L’équipe de chercheurs s’est inspirée de travaux similaires réalisés dans le passé, notamment en ce qui a trait à la transmissibilité des vibrations à la paume de la main. Elle a néanmoins mis au point une méthode inédite à bien des égards. « Nous avons mesuré directement, par électromyographie de surface, l’activité musculaire de plusieurs muscles des avant-bras impliqués dans la préhension, explique Pierre Marcotte. Ces évaluations ont été effectuées chez 15 participants dans 11 conditions : main nue et main gantée avec chacun des 10 gants antivibrations sélectionnés. »
L’appréciation de la dextérité manuelle qu’offre les gants, évaluée au moyen de deux tests distincts, constitue un autre aspect novateur de cette recherche. « Le fait de réaliser systématiquement nos mesures chez les mêmes 15 participants dans 11 conditions permet de mieux comparer les résultats entre eux », souligne Pierre Marcotte. Finalement, la mesure des vibrations aux doigts a été effectuée grâce à des accéléromètres fixés aux phalanges intermédiaires de l’index et du majeur des sujets.
Recommandations diverses
Les chercheurs s’attendaient à ce que l’efficacité des gants antivibrations sélectionnés nuise à la force de préhension et à la dextérité manuelle. C’est exactement ce qu’ils ont découvert à l’issue de leurs travaux, à quelques nuances près. « Le matériau de couverture du gant [sur sa face supérieure] semble avoir une influence majeure. Plus il est souple, moins le gant est rigide, et ce, sans nuire à son efficacité à atténuer les vibrations », rapporte Pierre Marcotte. Autre résultat attendu : plus les gants antivibrations sont épais, plus ils diminuent les fréquences de résonance, et par le fait même la transmission des vibrations.
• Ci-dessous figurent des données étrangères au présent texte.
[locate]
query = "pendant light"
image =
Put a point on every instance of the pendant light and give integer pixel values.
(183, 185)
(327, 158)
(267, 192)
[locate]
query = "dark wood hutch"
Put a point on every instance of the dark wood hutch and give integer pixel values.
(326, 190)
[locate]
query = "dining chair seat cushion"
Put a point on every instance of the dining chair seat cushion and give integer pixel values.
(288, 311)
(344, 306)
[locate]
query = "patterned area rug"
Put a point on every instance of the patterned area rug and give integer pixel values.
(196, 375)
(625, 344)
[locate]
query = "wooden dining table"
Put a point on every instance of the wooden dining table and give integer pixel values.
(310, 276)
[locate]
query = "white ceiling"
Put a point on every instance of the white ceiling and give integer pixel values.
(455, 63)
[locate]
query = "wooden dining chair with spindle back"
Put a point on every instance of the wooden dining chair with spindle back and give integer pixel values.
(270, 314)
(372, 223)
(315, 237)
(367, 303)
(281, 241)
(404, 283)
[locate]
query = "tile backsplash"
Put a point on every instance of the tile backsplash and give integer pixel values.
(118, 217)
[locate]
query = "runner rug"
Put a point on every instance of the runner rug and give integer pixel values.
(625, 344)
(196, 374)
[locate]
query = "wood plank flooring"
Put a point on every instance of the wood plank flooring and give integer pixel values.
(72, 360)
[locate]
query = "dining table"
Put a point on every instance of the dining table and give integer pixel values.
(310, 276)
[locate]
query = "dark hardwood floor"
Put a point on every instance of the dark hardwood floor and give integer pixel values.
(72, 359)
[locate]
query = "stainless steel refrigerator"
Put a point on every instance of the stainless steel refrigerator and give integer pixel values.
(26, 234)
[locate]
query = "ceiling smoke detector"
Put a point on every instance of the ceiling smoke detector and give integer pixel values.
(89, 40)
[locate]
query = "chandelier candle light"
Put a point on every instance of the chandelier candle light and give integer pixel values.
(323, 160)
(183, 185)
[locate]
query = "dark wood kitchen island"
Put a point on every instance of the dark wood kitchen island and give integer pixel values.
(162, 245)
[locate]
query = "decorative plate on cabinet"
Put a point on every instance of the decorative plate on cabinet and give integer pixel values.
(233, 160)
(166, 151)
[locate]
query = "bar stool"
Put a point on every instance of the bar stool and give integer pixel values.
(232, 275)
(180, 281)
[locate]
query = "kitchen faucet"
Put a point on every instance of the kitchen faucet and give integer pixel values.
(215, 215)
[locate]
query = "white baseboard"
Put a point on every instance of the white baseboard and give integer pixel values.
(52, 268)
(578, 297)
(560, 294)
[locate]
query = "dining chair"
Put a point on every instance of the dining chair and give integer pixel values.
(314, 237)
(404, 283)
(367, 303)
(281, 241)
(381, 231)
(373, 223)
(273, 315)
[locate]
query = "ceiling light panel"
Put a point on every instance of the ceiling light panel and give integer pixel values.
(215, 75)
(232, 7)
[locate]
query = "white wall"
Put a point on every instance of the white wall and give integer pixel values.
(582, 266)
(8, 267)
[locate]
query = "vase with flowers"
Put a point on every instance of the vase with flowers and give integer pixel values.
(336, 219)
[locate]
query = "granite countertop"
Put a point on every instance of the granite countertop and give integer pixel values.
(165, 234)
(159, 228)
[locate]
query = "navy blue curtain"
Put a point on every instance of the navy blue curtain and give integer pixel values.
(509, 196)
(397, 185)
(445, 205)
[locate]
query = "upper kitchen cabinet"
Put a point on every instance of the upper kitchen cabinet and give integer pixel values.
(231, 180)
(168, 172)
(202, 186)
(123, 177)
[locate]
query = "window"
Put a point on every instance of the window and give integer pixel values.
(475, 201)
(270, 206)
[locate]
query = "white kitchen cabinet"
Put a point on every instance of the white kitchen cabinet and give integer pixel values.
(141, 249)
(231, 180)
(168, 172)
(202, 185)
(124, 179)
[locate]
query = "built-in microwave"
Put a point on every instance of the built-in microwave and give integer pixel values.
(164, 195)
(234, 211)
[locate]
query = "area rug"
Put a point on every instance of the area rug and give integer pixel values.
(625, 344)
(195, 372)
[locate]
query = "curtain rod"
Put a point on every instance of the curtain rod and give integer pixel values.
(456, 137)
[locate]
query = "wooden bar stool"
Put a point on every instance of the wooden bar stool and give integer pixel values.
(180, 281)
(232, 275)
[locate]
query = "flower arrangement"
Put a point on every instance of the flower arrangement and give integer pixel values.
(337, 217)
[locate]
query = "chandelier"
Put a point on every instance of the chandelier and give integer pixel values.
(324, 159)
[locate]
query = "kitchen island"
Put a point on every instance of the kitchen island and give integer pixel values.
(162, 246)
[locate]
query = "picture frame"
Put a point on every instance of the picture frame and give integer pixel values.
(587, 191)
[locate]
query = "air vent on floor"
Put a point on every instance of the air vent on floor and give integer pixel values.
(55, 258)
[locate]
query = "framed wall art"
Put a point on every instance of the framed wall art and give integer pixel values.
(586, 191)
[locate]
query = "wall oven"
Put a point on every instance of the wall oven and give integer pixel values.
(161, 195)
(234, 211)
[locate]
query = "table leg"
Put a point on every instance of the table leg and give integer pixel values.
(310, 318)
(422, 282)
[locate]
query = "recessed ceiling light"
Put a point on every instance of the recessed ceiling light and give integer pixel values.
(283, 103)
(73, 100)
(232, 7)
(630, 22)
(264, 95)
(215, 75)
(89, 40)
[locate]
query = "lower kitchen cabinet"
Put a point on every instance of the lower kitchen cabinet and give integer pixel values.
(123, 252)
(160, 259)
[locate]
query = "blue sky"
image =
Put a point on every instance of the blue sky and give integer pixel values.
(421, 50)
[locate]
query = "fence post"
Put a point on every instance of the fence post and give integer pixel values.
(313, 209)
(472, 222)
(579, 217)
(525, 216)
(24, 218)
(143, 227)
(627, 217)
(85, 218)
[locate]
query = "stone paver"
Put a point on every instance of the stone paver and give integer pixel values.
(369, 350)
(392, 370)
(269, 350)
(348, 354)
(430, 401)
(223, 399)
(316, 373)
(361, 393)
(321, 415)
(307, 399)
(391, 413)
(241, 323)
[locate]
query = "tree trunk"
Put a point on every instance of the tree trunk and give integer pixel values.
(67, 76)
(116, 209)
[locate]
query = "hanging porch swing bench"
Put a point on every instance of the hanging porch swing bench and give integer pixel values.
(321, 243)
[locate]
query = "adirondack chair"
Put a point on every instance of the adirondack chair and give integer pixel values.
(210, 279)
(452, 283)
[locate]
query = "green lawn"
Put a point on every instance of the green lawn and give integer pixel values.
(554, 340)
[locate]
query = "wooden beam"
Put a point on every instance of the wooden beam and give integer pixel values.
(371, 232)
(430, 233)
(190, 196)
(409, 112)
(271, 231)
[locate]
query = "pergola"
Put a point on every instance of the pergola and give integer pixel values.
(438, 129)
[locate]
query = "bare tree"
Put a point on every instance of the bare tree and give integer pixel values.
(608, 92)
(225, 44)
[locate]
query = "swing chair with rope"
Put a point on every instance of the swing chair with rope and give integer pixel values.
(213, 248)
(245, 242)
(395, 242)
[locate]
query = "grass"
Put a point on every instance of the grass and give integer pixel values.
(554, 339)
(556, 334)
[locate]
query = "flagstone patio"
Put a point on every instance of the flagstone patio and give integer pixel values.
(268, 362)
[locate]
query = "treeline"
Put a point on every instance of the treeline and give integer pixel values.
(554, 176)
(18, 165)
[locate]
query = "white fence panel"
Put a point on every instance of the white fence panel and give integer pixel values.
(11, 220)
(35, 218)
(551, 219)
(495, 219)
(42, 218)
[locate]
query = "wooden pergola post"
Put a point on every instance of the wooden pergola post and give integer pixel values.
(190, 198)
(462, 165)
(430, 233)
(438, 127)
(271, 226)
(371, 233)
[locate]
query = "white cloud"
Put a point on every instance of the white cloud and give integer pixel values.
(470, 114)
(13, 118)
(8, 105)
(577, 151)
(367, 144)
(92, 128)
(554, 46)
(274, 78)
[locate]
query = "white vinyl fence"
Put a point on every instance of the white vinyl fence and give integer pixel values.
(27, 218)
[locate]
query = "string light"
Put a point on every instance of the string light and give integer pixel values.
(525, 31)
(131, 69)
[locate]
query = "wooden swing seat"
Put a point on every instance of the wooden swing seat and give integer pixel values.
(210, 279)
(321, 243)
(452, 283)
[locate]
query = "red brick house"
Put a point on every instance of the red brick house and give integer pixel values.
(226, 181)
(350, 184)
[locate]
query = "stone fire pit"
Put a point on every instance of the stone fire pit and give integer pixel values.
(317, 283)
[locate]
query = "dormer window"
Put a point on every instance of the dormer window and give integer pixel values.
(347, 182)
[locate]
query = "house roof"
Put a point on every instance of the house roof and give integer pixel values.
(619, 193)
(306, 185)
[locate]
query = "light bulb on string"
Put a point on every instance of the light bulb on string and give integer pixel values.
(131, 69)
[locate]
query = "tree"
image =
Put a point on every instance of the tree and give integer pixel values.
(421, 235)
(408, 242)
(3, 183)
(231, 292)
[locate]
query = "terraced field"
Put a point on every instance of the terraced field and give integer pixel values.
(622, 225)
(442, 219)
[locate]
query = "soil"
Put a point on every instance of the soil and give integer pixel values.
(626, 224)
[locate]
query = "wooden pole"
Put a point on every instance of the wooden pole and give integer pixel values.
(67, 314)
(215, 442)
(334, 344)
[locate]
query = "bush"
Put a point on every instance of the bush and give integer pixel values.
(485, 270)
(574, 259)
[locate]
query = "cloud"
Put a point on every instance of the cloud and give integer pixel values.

De manière générale, les gants antivibrations sont efficaces à la paume de la main pour des vibrations supérieures à 30 Hz. Au niveau des doigts, le degré d’atténuation à compter duquel ils s’avèrent valables est beaucoup plus élevé, soit de l’ordre de 200 Hz. « Étant donné que la majorité des outils ont une fréquence dominante inférieure à 200 Hz, les gants antivibration pourraient procurer une atténuation négligeable au niveau des doigts », interprète l’expert. Bien sûr, la dextérité manuelle et la force de préhension d’une main gantée sont toujours moindres que celles d’une main nue.
Ces découvertes constituent autant de recommandations dont devraient se saisir les fabricants de gants antivibrations pour améliorer leurs produits. Pierre Marcotte insiste sur le potentiel somme toute limité de ces équipements de protection individuelle à atténuer les vibrations. « Ce ne sont pas des solutions miracles, mais bien des options de dernier recours quand la réduction à la source est impossible », insiste-t-il. Les conclusions contenues dans ce rapport de recherche pourraient à terme influencer le contenu de la norme ISO 10819:2013.